Understand, then, the sense in which Christ was made a sacrifice for sin. But here lies the glory of this matter. It was as a substitute for sin that he did actually and literally suffer punishment for the sin of all his elect. When I say this, I am not to be understood as using any figure whatever, but as saying actually what I mean. Man for his sin was condemned to eternal fire; when God took Christ to be the substitute, it is true, he did not send Christ into eternal fire, but he poured upon him grief so desperate, that it was a valid payment for even an eternity of fire. Man was condemned to live forever in hell. God did not send Christ forever into hell; but he put on Christ, punishment that was equivalent for that. Although he did not give Christ to drink the actual hells of believers, yet he gave him a quid pro quo—something that was equivalent thereunto. He took the cup of Christ’s agony, and he put in there, suffering, misery, and anguish such as only God can imagine or dream of, that was the exact equivalent for all the suffering, all the woe, and all the eternal tortures of every one that shall at last stand in heaven, bought with the blood of Christ. And you say, “Did Christ drink it all to its dregs?” Did he suffer it all? Yes, my brethren, he took the cup, and
“At one triumphant draught of love,
He drank damnation dry.”
He suffered all the horror of hell: in one pelting shower of iron wrath it fell upon him, with hail-stones bigger than a talent; and he stood until the black cloud had emptied itself completely.
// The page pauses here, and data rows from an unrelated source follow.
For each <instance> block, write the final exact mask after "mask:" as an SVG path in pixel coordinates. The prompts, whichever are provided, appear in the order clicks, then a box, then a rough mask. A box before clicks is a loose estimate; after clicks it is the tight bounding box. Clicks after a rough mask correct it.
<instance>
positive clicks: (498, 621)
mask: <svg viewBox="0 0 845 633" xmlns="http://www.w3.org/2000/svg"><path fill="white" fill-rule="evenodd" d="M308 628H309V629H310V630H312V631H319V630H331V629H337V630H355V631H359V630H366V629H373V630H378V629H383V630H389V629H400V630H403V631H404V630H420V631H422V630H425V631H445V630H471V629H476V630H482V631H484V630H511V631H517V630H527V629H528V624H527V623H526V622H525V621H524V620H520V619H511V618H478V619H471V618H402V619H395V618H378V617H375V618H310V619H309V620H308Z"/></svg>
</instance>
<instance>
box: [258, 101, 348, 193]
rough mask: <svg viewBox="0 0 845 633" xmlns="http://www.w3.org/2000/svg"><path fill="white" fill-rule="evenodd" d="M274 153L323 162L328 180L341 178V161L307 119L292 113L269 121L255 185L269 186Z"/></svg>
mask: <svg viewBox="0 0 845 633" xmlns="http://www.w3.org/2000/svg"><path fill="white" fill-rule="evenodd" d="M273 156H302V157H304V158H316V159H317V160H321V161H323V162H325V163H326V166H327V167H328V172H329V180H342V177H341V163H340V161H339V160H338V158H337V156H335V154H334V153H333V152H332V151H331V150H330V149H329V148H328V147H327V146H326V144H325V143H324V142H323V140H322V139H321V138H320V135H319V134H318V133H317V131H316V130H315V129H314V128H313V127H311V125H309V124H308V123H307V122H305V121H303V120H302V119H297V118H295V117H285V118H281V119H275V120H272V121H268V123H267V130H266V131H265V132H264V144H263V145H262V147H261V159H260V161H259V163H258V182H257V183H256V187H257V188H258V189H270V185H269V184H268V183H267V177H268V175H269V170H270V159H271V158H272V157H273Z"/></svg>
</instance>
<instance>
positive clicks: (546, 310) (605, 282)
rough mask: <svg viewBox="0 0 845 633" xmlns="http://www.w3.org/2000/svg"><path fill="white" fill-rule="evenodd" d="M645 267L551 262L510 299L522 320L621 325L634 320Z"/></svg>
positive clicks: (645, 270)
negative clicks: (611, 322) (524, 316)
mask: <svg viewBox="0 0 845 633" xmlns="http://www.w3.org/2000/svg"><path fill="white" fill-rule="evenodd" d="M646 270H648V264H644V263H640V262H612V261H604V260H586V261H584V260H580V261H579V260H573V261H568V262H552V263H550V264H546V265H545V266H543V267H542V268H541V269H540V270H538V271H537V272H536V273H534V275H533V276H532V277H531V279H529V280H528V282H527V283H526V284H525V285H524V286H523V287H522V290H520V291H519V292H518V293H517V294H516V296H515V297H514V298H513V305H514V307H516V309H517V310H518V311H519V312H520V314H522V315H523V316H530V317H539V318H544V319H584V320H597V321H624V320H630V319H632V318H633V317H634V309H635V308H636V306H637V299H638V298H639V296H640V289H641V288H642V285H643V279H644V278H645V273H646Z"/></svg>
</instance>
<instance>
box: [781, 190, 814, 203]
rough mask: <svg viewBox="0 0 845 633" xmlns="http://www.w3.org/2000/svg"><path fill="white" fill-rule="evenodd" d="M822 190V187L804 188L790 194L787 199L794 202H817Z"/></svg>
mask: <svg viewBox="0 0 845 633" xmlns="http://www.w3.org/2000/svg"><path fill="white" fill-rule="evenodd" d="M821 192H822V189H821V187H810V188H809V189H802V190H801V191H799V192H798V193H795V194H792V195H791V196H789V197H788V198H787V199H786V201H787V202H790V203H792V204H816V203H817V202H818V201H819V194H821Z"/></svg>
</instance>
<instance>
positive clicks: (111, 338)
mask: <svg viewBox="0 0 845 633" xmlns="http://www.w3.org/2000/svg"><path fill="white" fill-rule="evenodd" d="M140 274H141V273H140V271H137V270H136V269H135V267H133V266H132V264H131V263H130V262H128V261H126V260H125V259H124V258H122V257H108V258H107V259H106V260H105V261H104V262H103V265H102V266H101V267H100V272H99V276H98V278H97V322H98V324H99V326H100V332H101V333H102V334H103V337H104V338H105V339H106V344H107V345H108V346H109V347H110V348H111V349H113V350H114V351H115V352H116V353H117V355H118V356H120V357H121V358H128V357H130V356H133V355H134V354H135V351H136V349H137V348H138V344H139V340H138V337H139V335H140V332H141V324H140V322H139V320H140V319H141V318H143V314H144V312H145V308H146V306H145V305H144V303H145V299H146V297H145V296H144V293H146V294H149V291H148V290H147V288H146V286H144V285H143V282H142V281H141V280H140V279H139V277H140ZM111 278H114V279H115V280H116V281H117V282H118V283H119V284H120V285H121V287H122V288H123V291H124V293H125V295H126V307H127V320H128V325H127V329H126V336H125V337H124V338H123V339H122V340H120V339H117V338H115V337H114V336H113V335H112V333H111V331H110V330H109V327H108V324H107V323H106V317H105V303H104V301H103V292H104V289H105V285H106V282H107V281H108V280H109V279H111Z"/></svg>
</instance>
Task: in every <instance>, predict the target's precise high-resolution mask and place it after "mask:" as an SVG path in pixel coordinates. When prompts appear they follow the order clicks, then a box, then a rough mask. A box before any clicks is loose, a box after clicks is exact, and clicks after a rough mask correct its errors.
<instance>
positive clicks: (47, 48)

There was our debt; huge and immense; he paid the utmost farthing of whatever his people owed; and now there is not so much as a doit or a farthing due to the justice of God in the way of punishment from any believer; and though we owe God gratitude, though we owe much to his love, we owe nothing to his justice; for Christ in that hour took all our sins, past, present, and to come, and was punished for them all there and then, that we might never be punished, because he suffered in our stead. Do you see, then, how it was that God the Father bruised him? Unless he had so done the agonies of Christ could not have been an equivalent for our sufferings; for hell consists in the hiding of God’s face from sinners, and if God had not hidden his face from Christ, Christ could not—I see not how he could—have endured any suffering that could have been accepted as an equivalent for the woes and agonies of his people.